The March soil temperatures across much of the eastern United States this year are considerably cooler than they were in 2012, which brought the hottest or second-hottest March on record to 33 states between the Great Plains and the eastern seaboard. This cooler start to the growing season could cause delays in the first planting of crops, shortened growing seasons and fewer rounds of crop harvests across the board.
The average soil temperatures for March 2013 are forecasted to register between 5 and 12 degrees F below normal, while last year’s March temperatures were 5 to 15 degrees F above normal, according to Frederick Gesser, senior global meteorologist for agriculture at Planalytics. “The net difference of 10 to 27 degrees F … will impact all things vegetation: lawns, crops, trees, et cetera,” he says.

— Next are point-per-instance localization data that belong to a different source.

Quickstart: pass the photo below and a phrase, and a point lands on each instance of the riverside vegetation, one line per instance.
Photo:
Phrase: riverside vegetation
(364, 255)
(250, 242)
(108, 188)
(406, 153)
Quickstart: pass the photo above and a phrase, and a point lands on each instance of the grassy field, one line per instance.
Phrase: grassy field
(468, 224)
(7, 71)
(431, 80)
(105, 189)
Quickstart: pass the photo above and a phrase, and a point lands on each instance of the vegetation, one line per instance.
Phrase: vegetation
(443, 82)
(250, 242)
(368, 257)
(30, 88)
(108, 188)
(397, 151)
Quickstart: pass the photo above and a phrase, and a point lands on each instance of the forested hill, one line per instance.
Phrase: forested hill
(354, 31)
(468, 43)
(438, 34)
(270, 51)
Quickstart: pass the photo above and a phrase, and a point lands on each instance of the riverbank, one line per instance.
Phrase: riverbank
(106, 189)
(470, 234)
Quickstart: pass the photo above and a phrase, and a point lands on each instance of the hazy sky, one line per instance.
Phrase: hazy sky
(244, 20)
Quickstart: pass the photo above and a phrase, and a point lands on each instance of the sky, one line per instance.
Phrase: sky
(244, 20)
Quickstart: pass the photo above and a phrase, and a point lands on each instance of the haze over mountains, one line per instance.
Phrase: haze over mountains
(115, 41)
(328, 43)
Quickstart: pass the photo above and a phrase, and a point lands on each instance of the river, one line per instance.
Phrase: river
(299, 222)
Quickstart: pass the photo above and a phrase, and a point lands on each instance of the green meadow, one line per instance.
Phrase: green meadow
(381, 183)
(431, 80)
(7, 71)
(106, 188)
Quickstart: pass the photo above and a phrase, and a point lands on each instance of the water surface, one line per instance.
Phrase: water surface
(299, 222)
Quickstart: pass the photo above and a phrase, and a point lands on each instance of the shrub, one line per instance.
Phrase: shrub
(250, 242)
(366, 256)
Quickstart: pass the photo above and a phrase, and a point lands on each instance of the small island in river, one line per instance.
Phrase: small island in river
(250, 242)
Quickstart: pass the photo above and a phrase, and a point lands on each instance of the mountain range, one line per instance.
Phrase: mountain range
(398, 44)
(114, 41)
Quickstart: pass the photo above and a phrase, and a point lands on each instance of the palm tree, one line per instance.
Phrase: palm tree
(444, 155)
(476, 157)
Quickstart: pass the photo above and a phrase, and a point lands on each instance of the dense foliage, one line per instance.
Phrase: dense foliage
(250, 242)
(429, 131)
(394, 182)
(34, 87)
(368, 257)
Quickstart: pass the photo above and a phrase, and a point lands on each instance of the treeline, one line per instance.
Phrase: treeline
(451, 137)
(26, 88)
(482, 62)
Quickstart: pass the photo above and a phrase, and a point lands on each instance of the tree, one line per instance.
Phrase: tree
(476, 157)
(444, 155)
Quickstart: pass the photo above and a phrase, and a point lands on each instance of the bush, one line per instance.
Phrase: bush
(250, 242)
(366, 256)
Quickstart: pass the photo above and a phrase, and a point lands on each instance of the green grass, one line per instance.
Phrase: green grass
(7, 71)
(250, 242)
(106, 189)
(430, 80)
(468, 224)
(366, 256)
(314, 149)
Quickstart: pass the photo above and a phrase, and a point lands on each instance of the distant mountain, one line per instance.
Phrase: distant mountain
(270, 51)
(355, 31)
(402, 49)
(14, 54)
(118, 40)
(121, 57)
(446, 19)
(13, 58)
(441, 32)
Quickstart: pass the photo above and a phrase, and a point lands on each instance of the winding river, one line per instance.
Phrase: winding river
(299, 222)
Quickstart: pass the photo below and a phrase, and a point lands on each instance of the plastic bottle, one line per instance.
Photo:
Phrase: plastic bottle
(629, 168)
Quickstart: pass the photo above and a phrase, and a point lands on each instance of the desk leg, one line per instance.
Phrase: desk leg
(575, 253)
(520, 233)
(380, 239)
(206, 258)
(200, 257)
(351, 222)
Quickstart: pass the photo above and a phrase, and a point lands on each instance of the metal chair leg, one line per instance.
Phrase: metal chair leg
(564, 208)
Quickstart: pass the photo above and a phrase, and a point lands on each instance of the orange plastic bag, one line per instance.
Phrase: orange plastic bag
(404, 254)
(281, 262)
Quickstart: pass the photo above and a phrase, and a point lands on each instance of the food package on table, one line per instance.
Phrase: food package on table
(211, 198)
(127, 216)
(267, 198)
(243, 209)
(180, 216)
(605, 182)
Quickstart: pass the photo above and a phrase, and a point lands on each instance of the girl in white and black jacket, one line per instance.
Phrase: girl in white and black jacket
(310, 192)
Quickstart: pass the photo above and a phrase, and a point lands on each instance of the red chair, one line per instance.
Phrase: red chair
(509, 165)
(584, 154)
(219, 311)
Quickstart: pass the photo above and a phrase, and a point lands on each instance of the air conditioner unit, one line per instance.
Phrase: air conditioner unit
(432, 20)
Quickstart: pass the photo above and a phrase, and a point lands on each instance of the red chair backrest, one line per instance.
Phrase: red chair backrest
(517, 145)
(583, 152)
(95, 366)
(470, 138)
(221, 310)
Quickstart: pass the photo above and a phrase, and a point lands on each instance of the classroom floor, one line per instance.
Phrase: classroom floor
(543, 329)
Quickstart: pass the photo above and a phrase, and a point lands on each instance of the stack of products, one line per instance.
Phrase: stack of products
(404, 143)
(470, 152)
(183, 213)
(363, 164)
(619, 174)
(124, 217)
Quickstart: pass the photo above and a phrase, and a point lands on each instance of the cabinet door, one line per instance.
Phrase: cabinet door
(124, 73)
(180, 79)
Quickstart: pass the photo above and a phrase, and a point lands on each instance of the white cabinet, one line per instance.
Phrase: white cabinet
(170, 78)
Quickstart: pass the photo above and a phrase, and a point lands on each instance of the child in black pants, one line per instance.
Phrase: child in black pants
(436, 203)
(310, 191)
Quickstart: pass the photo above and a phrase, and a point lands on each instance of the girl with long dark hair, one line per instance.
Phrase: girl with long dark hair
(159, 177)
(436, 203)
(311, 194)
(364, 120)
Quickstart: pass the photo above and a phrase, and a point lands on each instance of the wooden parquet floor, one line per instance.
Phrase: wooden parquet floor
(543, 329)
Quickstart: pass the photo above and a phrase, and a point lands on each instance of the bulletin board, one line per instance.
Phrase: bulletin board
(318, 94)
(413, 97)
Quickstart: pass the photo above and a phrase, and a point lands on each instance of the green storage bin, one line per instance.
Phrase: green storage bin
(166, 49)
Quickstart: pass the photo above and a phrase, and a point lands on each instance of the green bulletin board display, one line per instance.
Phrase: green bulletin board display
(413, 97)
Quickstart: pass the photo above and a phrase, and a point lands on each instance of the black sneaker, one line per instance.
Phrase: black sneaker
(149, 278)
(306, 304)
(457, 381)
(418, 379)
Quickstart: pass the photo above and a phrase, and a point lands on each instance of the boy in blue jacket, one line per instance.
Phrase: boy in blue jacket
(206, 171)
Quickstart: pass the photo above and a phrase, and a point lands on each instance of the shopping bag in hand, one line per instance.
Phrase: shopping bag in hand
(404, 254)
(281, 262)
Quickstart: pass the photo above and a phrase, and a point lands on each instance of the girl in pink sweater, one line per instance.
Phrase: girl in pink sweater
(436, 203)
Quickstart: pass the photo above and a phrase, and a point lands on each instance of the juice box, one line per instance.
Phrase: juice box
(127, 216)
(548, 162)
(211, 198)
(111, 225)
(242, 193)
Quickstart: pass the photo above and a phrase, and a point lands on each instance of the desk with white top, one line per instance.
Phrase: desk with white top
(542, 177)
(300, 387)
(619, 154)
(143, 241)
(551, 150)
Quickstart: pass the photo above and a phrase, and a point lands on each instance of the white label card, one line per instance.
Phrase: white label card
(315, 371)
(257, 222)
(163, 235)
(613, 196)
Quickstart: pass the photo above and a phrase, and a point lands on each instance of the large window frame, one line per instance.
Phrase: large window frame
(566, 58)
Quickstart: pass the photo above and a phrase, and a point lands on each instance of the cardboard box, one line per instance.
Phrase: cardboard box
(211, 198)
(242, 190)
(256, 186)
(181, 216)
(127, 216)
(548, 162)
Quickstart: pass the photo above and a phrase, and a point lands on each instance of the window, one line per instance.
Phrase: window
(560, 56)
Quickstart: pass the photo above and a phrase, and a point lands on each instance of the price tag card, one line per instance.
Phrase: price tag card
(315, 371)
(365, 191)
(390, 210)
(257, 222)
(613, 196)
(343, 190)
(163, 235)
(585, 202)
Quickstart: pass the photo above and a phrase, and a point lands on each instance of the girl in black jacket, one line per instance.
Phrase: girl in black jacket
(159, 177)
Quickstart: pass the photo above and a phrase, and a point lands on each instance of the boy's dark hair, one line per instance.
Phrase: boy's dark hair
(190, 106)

Even without taking other growing conditions, such as rainfall and soil fertility, into account, the cooler soil will likely mean that crops in the Deep South alone will be developing two to three weeks later this year.
Corn is projected to be the crop most affected by this phenomenon, mainly because the 50-degree soil temperatures it requires to develop are only present half as far north as they were last year. “While I am sure nearly all crops will be impacted by colder soil temperatures this year, the main market point is the spread that would exist in the corn markets,” Gesser says. “The tightness of the corn market trumps the other crops.”

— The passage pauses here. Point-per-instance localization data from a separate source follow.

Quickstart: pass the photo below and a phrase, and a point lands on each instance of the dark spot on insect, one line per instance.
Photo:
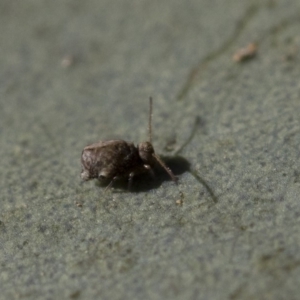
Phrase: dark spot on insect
(111, 160)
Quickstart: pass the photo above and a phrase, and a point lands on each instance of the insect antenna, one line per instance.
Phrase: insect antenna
(168, 170)
(150, 120)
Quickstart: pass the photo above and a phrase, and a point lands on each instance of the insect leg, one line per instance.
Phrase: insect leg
(111, 183)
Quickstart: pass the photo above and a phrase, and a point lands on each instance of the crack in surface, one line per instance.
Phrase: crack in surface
(241, 25)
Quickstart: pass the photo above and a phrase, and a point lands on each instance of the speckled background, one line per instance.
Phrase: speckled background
(74, 72)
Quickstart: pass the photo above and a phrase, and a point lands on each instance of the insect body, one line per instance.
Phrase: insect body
(114, 159)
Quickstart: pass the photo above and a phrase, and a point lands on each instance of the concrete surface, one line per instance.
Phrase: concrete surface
(75, 72)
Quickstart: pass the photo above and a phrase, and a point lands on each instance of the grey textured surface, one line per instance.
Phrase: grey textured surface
(237, 233)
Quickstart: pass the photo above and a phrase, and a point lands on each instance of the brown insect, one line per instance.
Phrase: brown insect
(115, 159)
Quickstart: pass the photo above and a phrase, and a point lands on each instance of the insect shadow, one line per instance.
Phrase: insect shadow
(113, 160)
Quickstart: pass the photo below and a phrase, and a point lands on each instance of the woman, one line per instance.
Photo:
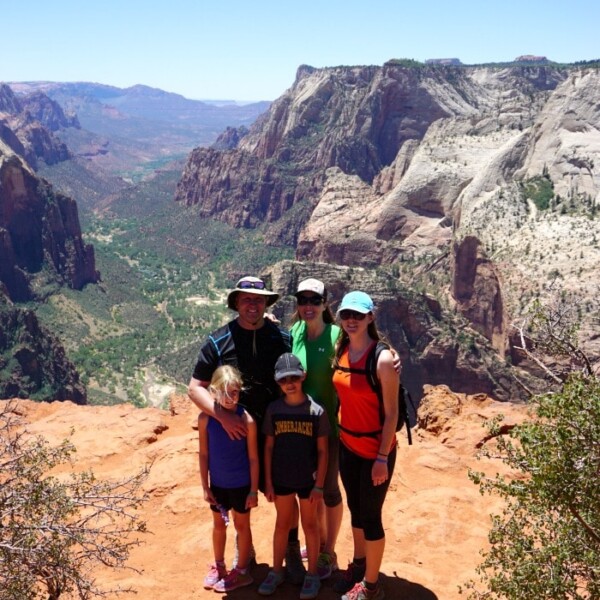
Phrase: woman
(366, 462)
(314, 335)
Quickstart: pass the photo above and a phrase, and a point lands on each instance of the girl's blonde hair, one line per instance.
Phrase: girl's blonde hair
(225, 377)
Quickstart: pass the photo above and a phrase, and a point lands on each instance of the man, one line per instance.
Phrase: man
(252, 344)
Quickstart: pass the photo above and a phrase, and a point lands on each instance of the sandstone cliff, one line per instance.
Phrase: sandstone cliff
(33, 120)
(427, 166)
(33, 362)
(39, 229)
(436, 521)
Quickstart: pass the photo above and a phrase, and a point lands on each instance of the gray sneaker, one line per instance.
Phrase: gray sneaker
(293, 564)
(350, 577)
(251, 562)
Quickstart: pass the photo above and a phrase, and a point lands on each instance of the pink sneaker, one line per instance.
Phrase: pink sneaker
(215, 574)
(233, 581)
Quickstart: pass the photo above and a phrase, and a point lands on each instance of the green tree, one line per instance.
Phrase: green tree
(546, 542)
(54, 532)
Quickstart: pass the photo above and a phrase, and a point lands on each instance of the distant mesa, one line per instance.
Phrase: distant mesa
(531, 58)
(443, 61)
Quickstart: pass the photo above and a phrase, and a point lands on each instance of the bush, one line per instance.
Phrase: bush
(546, 543)
(54, 532)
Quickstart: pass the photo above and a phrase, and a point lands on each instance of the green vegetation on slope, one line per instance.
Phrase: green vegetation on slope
(164, 273)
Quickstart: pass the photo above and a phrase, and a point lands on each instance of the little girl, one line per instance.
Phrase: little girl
(233, 466)
(296, 430)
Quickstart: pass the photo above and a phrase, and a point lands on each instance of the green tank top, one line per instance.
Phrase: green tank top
(316, 357)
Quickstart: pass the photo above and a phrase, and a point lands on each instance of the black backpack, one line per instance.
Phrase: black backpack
(371, 374)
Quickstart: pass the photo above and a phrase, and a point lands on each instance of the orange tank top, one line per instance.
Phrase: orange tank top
(359, 406)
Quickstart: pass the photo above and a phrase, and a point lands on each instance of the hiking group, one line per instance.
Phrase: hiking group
(286, 413)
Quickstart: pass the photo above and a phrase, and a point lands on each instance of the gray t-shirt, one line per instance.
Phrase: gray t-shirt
(295, 429)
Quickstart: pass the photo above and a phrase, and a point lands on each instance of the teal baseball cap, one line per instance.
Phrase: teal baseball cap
(357, 301)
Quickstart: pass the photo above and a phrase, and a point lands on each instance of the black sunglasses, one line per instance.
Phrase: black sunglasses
(351, 314)
(304, 300)
(289, 379)
(251, 285)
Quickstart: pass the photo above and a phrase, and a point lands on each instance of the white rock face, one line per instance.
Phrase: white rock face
(464, 178)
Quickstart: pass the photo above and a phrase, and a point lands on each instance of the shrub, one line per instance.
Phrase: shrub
(54, 532)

Gesser notes that soybean prices and availability could also see an impact, though the soybean market is not as tight as the corn market.
Early last March, the band of 50-degree soil temperatures stretched as far north as the northern borders of North Carolina, Tennessee, Arkansas and Oklahoma; however, in the first week of March this year, sufficiently warm soil could only be found as far north as the middle of Georgia, Alabama and Mississippi. Because many growers will have to delay their initial corn seeding, the growing season will likely be truncated, potentially with fewer harvests in late summer and early autumn.
Warm growing seasons aren’t necessarily a bad thing, but when coupled with drought, as in 2012, they can easily go sour.
“As far as vegetation goes, [a warm year] shows advanced or very favorable conditions in place for the planting of crops, emergence and vegetative growth, unless you have extreme drought in those growth stages like last year,” Gesser says.
Unfortunately, at this point, the overall growing-season outlook for 2013 isn’t great, either.
“There is no hint of an El Niño, which we associate with a cooler, wetter growing season,” Gesser notes. “Currently, there is no reason not to expect more drought and even expansion of the drought both east and west.”
On the positive side, Gesser points out that 2013’s spring soil temperatures are much closer to the yearly average than 2012’s were. Additionally, he notes that the delayed soil warming could lead to safer growing seasons for fruit trees, as they will not be as vulnerable to typical April and May freezes. In 2012, trees in Michigan, Wisconsin and New York were seriously impacted by late frosts, as the warm soil caused trees to bloom earlier than expected.